The Vympel R-37 / AA-13 Arrow was the first of the long range counter ISR missiles to emerge. It is equipped with an Agat 9B-1388 active radar seeker, and production variants are expected to be equipped with the new ARGS-PD seeker.


The MiG-31F/FE and MiG-31BM Multirole Foxhounds

First revealed in 1999, the MiG-31BM is a block upgrade to the baseline Russian MiG-31B configuration. Initially Russian Air Force planning envisaged the manufacture of new MiG-31M Foxhounds to replace the legacy baseline variant, of which around 370 remained in service. The MiG-31M was to carry the improved Tikhomirov NIIP Zaslon M air intercept radar and the R-37 / AA-13 Arrow Counter ISR missile, in addition to legacy stores. Funding problems stalled this program.

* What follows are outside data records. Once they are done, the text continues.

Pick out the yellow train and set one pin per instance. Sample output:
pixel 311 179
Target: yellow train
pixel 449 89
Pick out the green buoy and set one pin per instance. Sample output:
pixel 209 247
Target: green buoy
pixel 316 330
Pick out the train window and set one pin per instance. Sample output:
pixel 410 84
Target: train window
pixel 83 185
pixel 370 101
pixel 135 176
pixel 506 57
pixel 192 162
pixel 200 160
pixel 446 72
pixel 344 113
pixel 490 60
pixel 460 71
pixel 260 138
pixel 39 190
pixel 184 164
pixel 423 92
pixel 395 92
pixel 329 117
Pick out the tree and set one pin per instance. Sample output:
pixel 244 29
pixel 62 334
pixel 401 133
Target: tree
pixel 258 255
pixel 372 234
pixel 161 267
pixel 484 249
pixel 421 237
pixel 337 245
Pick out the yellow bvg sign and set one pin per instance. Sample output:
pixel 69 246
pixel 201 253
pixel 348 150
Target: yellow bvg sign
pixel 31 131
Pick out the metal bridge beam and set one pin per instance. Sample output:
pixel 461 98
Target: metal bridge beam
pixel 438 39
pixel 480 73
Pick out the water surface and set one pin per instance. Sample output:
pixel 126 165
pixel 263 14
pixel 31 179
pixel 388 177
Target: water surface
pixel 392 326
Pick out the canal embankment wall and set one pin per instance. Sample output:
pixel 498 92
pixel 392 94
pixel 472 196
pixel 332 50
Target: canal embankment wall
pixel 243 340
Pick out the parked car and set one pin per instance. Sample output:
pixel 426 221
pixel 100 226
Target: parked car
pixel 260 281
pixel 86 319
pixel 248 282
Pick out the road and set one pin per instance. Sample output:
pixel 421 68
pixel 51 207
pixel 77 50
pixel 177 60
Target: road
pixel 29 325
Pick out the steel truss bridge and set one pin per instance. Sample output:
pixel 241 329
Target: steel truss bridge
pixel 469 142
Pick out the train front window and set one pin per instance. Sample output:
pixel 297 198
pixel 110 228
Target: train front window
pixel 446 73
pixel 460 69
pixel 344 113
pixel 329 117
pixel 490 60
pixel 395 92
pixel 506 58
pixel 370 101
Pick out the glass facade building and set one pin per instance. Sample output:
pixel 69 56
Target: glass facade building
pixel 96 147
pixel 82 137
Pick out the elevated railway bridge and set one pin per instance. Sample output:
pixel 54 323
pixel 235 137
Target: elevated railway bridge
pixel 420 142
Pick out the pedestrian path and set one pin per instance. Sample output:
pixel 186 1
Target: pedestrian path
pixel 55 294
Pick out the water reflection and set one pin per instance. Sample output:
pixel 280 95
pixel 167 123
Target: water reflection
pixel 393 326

A substitute effort launched in 1997 was a deep upgrade on the MiG-31B configuration to the MiG-31BM, introducing most of the technology developed for the MiG-31M but adding a robust multirole capability.

The MiG-31BM is equipped with the Zaslon M phased array which is claimed to double the detection and engagement performance of the earlier radar variant. Russian sources claim fighter sized targets can be engaged at 150 nautical miles, and detected at 170 nautical miles. Up to ten targets may be engaged simultaneously. There are claims the Zaslon / Arrow weapon system can be used to engage ballistic missiles in flight.

The MiG-31BM introduces a modern glass cockpit with AMLCD panels similar to the MiG-29SMT, and an inertial / satellite navigation package derived from the design in the MiG-29SMT variant.

The most prominent changes are in the weapon system. Russian sources claim the MiG-31BM will be capable of carrying the the R-33 / AA-9 Amos and new R-37 / AA-13 Arrow, the R-77 / AA-12 Adder or 'Amraam-ski'.

For strike roles the Kh-31A/P / AS-17 Krypton in anti-radiation and anti-AWACS variants, Kh-25MP/MPU, Kh-29T and Kh-59 were introduced, and up to three KAB-1500 or six KAB-500 smart bombs can be carried, in television or laser guided variants.

The MiG-31F was a mid 1990s proposal for a multirole variant, derived from the baseline MiG-31/31B configurations, but equipped with a similar suite of air to surface weapons as now seen in the MiG-31BM. The MiG-31FE configuration was an export variant proposed for China, Saddam's Iraq, Libya and Algeria, or other former Warpac client states. The strike capability enhancements trialled in this demonstrator were later rolled in to the MiG-35BM upgrade package.

The mid 2007 announcement that the "MiG-31E" would be exported to Syria, ex Russian Air Force stock, with the R-37 Arrow, indicates that the export aircraft will be based on the MiG-31BM and that the R-37 counter-ISR missile is in production now.


MiG-31BM introduces a glass cockpit arrangement. Depicted WSO station and cockpit (Images via Testpilot.ru).



MiG-31F Foxhound demonstrator. The MiG-31BM exploits the weapon system designed for the MiG-31F, which was offered in MiG-31FE export configuration to the PLA-AF (Images via Testpilot.ru).